GITHUB_TOKEN="<your-github-token>"

curl -sL \
-H "Authorization: token $GITHUB_TOKEN" \
-H "Accept: application/vnd.github.v3+json" \
"https://api.github.com/repos/zynomilabs/ctms.devops/releases/latest" \
| jq '{
tag_name,
name,
assets: [.assets[] | {name, id, size, browser_download_url}]
}'

Example response:

{
"tag_name": "bundle-v2.31.20260308",
"name": "CTMS Install Bundle v2.31.20260308",
"assets": [
{
"name": "zynctl-bundle-2.31.20260308.tar.gz",
"id": 369193224,
"size": 71931,
"browser_download_url": "https://github.com/zynomilabs/ctms.devops/releases/download/bundle-v2.31.20260308/zynctl-bundle-2.31.20260308.tar.gz"
},
{
"name": "zynctl-bundle-2.31.20260308.tar.gz.sha256",
"id": 369193223,
"size": 101,
"browser_download_url": "https://github.com/zynomilabs/ctms.devops/releases/download/bundle-v2.31.20260308/zynctl-bundle-2.31.20260308.tar.gz.sha256"
}
]
}

Key fields:

  • tag_name — the version tag (e.g. bundle-v2.31.20260308)
  • assets[].id — the asset ID needed to download the file via API
  • assets[].size — file size in bytes (useful for progress bars or integrity checks)

Download a Release Asset

Use the id from the previous response to download the bundle. The Accept: application/octet-stream header tells the GitHub API to return the raw binary.

GITHUB_TOKEN="<your-github-token>"
ASSET_ID=369193224 # from the 'id' field above

curl -sL \
-H "Authorization: token $GITHUB_TOKEN" \
-H "Accept: application/octet-stream" \
"https://api.github.com/repos/zynomilabs/ctms.devops/releases/assets/$ASSET_ID" \
-o /tmp/zynctl-bundle-latest.tar.gz

ls -lh /tmp/zynctl-bundle-latest.tar.gz

Full Example: Auto-Download Latest Bundle

Combine both calls to discover and download in one script:

#!/usr/bin/env bash
# Download the latest CTMS bundle from GitHub Releases
set -euo pipefail

GITHUB_TOKEN="<your-github-token>"
REPO="zynomilabs/ctms.devops"
OUT_DIR="/tmp"

# 1. Get latest release metadata
RELEASE=$(curl -sL \
-H "Authorization: token $GITHUB_TOKEN" \
-H "Accept: application/vnd.github.v3+json" \
"https://api.github.com/repos/$REPO/releases/latest")

TAG=$(echo "$RELEASE" | jq -r '.tag_name')
ASSET_ID=$(echo "$RELEASE" | jq -r '.assets[] | select(.name | endswith(".tar.gz") and (endswith(".sha256") | not)) | .id')
ASSET_NAME=$(echo "$RELEASE" | jq -r '.assets[] | select(.name | endswith(".tar.gz") and (endswith(".sha256") | not)) | .name')

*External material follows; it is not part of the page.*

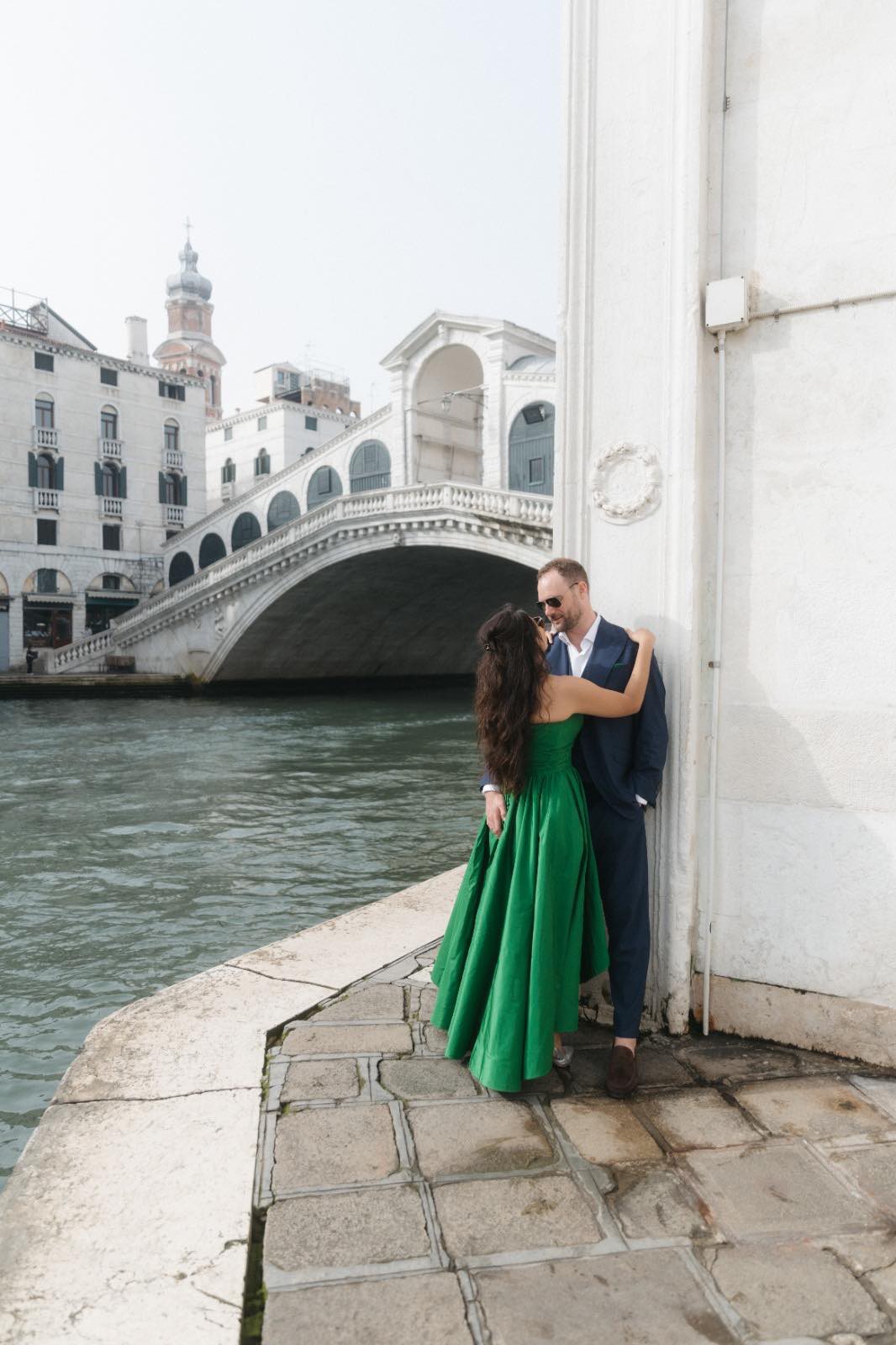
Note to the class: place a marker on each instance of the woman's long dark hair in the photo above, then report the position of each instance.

echo "Latest release: $TAG"
echo "Asset: $ASSET_NAME (ID: $ASSET_ID)"

# 2. Download the bundle
curl -sL \
-H "Authorization: token $GITHUB_TOKEN" \
-H "Accept: application/octet-stream" \
"https://api.github.com/repos/$REPO/releases/assets/$ASSET_ID" \
-o "$OUT_DIR/$ASSET_NAME"

echo "Downloaded: $OUT_DIR/$ASSET_NAME ($(du -h "$OUT_DIR/$ASSET_NAME" | cut -f1))"
Authentication

The GitHub API requires a Personal Access Token with repo scope for private repositories. For public repos, the token is optional but avoids rate limits (60 req/hr unauthenticated vs 5,000 req/hr authenticated).